For even larger data sizes, MapReduce framework provides DistributedCache. See its API reference for detailed instructions. Data that you pass via distributed cache is copied onto local filesystem of every node. The benefit of using distributed cache is that only single copy of data per node is made, no matter how many job tasks are running on the node.

Finally, you can always use HDFS directly. Put your data into HDFS and set some option in your job configuration to let mappers and reducers know where to look for the data. Next you can use this data in any way you wish. But bear in mind that order in which mappers and reducers are launched is unpredictable, and that tasks can fail and can also be executed speculatively (multiple identical tasks running at the same time, as soon as one of the tasks completes successfully, other tasks become unnecessary and are killed). To be independent from the task execution order, you should keep data in HDFS read-only.

How do I correctly configure DNS?

Arguably, DNS is the most troublesome piece of setup for any distributed system, not only Hadoop. To ensure smooth operation, you should do all of the following:

Select unique hostname for every cluster node, e.g. "node1", "node2", and so on.
Ensure that every node "knows" its own hostname correctly. Command hostname must returned the hostname you selected and not something else. To change hostname, you typically (depends on Linux distribution) need to edit /etc/hostname and reboot the machine.
Ensure that your DNS server is configured properly for forward lookup.

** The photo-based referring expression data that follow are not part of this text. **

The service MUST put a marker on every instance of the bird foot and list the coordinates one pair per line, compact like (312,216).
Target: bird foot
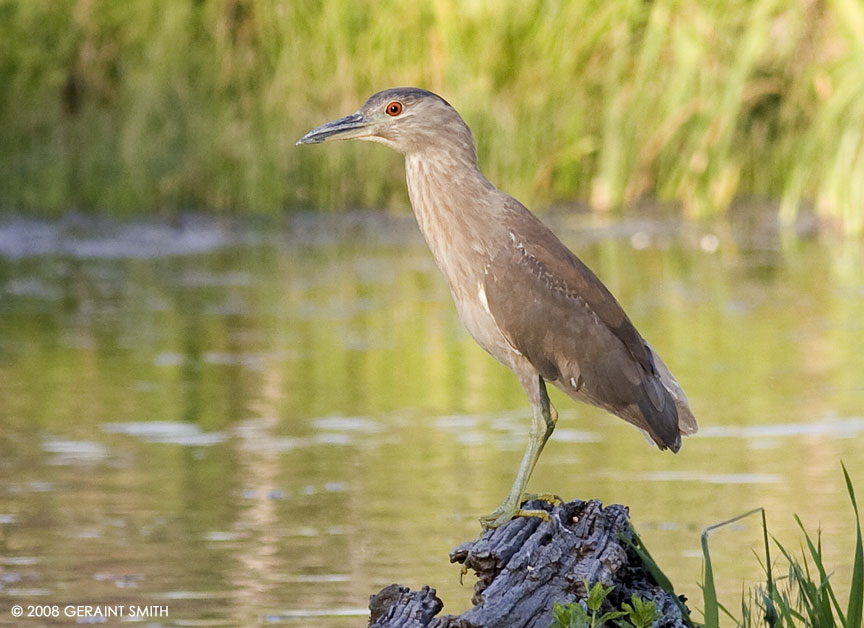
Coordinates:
(550,498)
(503,514)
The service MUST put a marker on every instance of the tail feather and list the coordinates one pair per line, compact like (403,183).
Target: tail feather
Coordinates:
(686,421)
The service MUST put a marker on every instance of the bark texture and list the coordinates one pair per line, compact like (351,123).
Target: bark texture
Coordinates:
(528,564)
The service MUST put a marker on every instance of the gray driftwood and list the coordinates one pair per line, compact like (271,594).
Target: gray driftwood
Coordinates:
(527,565)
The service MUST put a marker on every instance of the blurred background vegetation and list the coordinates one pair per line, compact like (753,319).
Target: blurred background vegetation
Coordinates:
(135,106)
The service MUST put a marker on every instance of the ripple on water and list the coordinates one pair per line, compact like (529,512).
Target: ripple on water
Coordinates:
(837,428)
(166,432)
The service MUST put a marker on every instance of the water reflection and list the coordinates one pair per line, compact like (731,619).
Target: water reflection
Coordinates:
(255,424)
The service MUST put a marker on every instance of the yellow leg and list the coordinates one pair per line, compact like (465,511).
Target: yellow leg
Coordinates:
(542,426)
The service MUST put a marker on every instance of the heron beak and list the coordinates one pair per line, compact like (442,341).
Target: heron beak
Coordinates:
(350,127)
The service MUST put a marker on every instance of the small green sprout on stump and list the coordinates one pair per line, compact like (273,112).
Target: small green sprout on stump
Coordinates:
(639,614)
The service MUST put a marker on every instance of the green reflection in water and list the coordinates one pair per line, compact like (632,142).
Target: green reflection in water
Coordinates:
(326,426)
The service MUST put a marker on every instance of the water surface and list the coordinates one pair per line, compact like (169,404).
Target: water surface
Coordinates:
(258,424)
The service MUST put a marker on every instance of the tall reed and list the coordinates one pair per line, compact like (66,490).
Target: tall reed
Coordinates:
(135,106)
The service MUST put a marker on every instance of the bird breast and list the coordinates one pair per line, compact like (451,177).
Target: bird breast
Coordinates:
(455,207)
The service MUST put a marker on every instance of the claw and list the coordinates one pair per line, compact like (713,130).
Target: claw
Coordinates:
(502,516)
(549,498)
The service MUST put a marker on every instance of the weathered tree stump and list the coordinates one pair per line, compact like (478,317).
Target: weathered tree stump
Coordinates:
(528,564)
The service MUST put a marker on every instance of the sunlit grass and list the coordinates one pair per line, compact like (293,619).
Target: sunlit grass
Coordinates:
(804,597)
(130,107)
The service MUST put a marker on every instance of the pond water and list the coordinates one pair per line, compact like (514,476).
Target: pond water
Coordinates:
(250,424)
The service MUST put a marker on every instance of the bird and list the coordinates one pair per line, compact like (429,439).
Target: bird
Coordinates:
(523,296)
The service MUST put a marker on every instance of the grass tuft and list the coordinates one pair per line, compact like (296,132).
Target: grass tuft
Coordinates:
(806,599)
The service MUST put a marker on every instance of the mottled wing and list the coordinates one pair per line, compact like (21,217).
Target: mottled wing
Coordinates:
(554,310)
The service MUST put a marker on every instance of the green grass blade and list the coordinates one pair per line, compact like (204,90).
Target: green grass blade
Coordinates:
(856,593)
(634,541)
(825,593)
(709,592)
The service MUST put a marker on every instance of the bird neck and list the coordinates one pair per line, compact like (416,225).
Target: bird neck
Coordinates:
(457,210)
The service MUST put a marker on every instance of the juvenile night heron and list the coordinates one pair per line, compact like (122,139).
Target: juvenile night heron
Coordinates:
(524,297)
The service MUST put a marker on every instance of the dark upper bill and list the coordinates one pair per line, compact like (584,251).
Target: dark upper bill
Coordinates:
(355,125)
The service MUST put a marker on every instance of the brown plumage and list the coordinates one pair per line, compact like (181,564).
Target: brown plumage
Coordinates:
(523,295)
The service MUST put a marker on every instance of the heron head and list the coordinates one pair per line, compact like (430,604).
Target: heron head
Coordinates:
(407,119)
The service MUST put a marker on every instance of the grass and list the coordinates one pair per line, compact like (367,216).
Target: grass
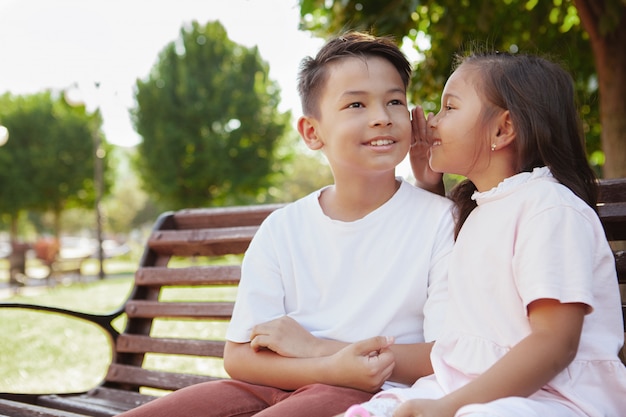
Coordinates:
(44,352)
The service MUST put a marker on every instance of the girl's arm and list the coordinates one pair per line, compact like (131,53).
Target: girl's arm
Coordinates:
(526,368)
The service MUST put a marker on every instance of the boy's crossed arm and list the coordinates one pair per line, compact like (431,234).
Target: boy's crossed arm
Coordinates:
(284,354)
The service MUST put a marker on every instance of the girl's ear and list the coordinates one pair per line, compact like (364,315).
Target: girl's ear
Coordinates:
(505,133)
(307,127)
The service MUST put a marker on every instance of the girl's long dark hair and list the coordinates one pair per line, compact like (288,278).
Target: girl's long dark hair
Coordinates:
(539,94)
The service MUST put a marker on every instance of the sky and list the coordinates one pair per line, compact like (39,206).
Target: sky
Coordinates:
(72,44)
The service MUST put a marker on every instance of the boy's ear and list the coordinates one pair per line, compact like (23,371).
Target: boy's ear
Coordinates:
(505,133)
(307,127)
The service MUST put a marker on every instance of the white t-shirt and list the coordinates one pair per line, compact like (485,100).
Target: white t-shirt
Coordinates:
(384,274)
(531,238)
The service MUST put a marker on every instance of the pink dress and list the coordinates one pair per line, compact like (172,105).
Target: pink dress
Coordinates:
(529,238)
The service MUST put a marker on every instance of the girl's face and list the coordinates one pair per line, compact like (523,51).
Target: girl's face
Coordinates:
(459,143)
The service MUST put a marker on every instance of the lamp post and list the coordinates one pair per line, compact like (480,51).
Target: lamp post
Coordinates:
(98,156)
(4,135)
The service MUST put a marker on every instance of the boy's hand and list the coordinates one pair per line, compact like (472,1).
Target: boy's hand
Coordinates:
(425,177)
(284,336)
(364,365)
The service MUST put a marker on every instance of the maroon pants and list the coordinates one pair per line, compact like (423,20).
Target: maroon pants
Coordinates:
(231,398)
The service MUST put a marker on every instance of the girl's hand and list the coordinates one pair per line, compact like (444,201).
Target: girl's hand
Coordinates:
(425,177)
(424,408)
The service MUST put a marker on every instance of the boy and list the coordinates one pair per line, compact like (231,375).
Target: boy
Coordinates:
(340,290)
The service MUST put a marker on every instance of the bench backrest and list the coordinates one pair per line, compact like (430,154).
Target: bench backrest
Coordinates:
(186,283)
(612,211)
(183,297)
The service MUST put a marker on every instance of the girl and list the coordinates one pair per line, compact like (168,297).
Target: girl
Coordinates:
(534,323)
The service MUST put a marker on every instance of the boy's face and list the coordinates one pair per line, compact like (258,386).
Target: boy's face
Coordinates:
(364,124)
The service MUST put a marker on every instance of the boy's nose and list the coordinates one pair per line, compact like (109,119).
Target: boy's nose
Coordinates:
(381,117)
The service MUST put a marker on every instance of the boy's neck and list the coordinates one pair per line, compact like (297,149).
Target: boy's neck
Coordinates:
(352,200)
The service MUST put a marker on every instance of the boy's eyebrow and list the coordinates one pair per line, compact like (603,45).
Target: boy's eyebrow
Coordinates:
(363,92)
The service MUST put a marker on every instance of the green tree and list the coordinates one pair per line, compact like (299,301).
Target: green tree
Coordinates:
(588,36)
(48,161)
(207,115)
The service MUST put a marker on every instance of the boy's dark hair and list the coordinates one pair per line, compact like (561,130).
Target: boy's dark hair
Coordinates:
(539,95)
(313,71)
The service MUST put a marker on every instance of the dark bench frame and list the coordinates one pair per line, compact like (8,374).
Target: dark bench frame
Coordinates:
(192,233)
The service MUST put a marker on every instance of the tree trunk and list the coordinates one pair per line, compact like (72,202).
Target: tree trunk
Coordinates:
(610,62)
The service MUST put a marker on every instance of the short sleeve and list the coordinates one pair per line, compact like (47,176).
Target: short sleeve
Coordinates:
(553,257)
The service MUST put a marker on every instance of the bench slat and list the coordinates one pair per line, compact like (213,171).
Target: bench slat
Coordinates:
(223,216)
(199,275)
(143,344)
(202,242)
(155,309)
(141,377)
(14,408)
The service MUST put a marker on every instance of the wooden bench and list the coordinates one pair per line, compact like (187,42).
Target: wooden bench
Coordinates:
(196,235)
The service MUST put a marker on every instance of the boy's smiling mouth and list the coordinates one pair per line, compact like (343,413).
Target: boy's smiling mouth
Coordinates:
(381,142)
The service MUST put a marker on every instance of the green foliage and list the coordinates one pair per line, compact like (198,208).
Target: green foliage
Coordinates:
(209,121)
(437,29)
(48,160)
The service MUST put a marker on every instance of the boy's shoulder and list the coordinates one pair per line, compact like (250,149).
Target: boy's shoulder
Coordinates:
(422,196)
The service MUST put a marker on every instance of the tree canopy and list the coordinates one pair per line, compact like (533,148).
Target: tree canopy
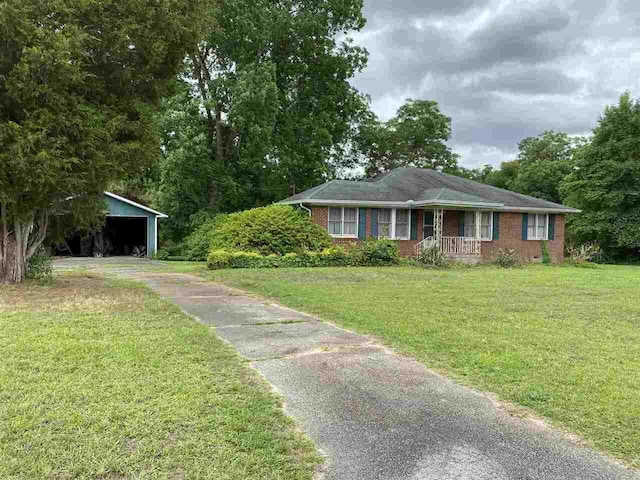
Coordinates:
(606,182)
(414,137)
(77,83)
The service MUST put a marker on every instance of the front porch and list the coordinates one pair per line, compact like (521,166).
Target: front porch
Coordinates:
(457,233)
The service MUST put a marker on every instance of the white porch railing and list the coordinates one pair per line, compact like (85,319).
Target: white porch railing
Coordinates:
(452,245)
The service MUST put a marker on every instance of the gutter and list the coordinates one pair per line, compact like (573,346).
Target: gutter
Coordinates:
(500,207)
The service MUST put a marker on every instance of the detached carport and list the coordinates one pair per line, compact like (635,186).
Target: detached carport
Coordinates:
(130,229)
(130,224)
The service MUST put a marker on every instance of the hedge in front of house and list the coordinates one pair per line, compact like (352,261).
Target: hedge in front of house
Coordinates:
(370,253)
(276,229)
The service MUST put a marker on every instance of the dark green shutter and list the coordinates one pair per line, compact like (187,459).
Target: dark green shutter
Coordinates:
(414,224)
(552,227)
(374,222)
(362,223)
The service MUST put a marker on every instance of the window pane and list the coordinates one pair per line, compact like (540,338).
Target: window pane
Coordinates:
(350,228)
(335,214)
(384,230)
(402,216)
(350,214)
(428,218)
(469,230)
(335,228)
(470,219)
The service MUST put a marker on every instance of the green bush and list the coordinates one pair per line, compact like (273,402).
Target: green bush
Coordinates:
(432,257)
(161,254)
(198,244)
(375,253)
(277,229)
(218,259)
(40,266)
(506,258)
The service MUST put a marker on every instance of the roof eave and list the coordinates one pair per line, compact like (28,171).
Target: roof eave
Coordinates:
(434,203)
(135,204)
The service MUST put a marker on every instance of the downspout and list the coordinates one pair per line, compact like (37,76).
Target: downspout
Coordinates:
(305,208)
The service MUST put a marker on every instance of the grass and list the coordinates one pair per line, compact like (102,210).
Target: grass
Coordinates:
(100,379)
(564,342)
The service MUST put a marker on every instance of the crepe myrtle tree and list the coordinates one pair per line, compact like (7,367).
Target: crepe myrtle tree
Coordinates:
(78,82)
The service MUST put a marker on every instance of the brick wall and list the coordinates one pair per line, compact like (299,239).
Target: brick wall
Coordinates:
(529,250)
(510,235)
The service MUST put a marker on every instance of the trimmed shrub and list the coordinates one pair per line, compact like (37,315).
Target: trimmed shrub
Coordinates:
(433,257)
(40,266)
(161,254)
(584,255)
(218,259)
(277,229)
(506,258)
(375,253)
(198,244)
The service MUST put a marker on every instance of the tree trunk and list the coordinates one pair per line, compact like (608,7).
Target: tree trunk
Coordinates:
(18,244)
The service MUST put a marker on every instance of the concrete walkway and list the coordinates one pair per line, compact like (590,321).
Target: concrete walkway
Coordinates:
(375,414)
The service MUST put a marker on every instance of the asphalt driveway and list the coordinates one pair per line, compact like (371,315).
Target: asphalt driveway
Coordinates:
(373,413)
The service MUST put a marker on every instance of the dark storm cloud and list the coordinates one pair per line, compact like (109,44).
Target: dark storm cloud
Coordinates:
(381,9)
(528,81)
(502,69)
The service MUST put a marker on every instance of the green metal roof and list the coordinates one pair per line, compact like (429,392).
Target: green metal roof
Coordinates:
(419,186)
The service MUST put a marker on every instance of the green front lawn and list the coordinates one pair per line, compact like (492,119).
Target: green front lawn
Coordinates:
(103,380)
(564,342)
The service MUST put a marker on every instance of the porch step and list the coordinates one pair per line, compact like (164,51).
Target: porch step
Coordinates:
(469,259)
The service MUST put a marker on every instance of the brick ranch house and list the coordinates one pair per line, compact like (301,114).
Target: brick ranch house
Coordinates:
(422,207)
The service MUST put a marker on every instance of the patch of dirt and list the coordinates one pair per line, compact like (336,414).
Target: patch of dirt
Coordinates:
(170,441)
(59,476)
(177,475)
(132,446)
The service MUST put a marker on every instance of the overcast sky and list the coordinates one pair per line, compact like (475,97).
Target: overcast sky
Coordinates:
(502,69)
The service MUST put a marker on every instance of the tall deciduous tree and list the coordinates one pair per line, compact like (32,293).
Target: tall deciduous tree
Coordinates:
(544,162)
(606,182)
(272,79)
(415,137)
(77,80)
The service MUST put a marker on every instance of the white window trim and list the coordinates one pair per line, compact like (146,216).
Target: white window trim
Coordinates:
(392,227)
(424,220)
(490,238)
(342,222)
(478,226)
(535,230)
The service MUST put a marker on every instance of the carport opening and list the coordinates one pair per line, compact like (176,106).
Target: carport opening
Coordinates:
(121,236)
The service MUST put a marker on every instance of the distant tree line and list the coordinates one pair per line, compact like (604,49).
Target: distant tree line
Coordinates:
(599,175)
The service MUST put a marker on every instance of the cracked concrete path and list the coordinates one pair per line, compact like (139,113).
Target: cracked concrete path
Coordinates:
(373,413)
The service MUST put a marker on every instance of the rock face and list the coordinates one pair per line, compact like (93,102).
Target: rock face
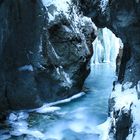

This means that no matter which node your are currently logged in to, the command nslookup <nodename> returns the primary IP address of the respective node for every node in the cluster.
Ensure that DNS server is configured properly for reverse lookup. No matter which node you are currently logged in to, the command nslookup <primary_ip_address> must return selected hostname.
Use selected hostnames in all Hadoop configuration files (/etc/hadoop/slaves, hdfs-site.xml, etc) and in paths (hdfs://node1:9000/a/b/c).

You should ideally avoid aliases. This doesn’t mean that cluster won’t work with aliases, but avoiding aliases will make setup easier.